Apokalipsa wielokrotnie mówi o Bogu i Baranku – Ojciec i Syn Boży są nierozłączni. „Wszelkie stworzenie, które jest w niebie i na ziemi, i pod ziemią, i w morzu, i wszystko, co w nich jest” (Ap 5,12) błogosławi zasiadającego na tronie i Baranka (Ap 5,13). Bezbożni drżą „przed obliczem zasiadającego na tronie i przed gniewem Baranka” (Ap 6,16). Wielki tłum zbawionych w niebie „stał przed tronem i przed Barankiem” (Ap 7,9), wołając: „Zbawienie należy do naszego Boga zasiadającego na tronie i do Baranka” (Ap 7,10). O 144 000 dowiadujemy się, że „zostali wykupieni spośród ludzi, aby byli pierwocinami dla Boga i dla Baranka” (Ap 14,4). W końcu w Nowym Jeruzalem „świątynią jest Pan Bóg Wszechmogący oraz Baranek” (Ap 21,22) i „oświetla je chwała Boga, a jego lampą jest Baranek” (Ap 21,23). Jan ujrzał w nim także „czystą rzekę wody życia, przejrzystą jak kryształ, wypływającą z tronu Boga i Baranka” (Ap 22,1) oraz „tron Boga i Baranka” (Ap 22,3).

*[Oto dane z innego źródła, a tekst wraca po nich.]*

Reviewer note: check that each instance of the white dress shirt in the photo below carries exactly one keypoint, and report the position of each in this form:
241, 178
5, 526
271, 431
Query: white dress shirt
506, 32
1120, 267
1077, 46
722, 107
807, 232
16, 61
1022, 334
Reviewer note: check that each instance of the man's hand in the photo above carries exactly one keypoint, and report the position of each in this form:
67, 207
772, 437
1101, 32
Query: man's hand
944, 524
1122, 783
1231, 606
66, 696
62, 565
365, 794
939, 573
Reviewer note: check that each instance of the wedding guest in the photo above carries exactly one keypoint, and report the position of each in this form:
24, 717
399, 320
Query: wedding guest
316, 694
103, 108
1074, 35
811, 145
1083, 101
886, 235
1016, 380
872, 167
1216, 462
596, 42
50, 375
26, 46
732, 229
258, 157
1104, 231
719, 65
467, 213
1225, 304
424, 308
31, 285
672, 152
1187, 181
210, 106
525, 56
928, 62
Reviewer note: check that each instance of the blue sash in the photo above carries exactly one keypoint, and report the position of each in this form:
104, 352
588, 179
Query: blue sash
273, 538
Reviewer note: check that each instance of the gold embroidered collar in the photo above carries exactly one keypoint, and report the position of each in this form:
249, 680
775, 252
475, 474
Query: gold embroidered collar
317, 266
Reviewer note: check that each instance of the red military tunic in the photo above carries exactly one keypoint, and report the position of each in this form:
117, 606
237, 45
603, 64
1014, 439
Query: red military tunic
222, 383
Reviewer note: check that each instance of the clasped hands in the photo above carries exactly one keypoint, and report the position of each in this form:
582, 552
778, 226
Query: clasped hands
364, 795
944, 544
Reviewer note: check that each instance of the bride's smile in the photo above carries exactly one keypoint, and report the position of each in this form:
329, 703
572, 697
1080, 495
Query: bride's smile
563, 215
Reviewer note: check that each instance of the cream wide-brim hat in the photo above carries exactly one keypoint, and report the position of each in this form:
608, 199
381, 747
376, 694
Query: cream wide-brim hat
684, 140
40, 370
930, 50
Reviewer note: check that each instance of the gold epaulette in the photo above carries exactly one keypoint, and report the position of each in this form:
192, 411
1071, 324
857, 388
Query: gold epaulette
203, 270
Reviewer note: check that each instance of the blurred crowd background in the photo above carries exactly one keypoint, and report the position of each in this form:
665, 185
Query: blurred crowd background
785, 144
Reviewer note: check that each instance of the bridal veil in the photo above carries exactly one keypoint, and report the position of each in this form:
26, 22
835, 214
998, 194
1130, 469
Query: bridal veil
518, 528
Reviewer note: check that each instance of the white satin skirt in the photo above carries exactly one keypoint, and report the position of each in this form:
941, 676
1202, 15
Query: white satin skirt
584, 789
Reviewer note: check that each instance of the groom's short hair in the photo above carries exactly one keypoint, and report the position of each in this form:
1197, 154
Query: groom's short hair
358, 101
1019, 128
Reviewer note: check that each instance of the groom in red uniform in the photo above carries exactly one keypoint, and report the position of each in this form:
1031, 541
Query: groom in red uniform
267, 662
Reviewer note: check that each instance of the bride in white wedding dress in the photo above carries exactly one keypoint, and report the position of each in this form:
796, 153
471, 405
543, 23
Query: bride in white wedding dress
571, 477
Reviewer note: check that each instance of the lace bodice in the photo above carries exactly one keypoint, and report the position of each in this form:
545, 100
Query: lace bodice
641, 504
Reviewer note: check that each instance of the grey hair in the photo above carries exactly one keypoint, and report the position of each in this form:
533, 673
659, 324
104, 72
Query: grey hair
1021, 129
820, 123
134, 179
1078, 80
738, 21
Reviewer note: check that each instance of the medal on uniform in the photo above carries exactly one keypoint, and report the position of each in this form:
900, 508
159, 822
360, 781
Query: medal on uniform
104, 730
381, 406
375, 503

Nie możemy oddzielić Jezusa od Boga – oni są jednością. Nie możemy powiedzieć, że jeden jest dobry, a drugi zły. Tak, jak potrzebujemy Syna, tak i Ojca. Bez miłości Ojca nie byłoby ofiary Chrystusa, bez ofiary Pana nie byłoby zbawienia. Pamiętajmy zatem o kochającym Ojcu i o cudownym zbawicielu. W naszych modlitwa módlmy się do Boga Ojca, powołując się na zasługi Jezusa – prosząc w Jego imieniu. Jest to najskuteczniejsza ze wszystkich modlitw.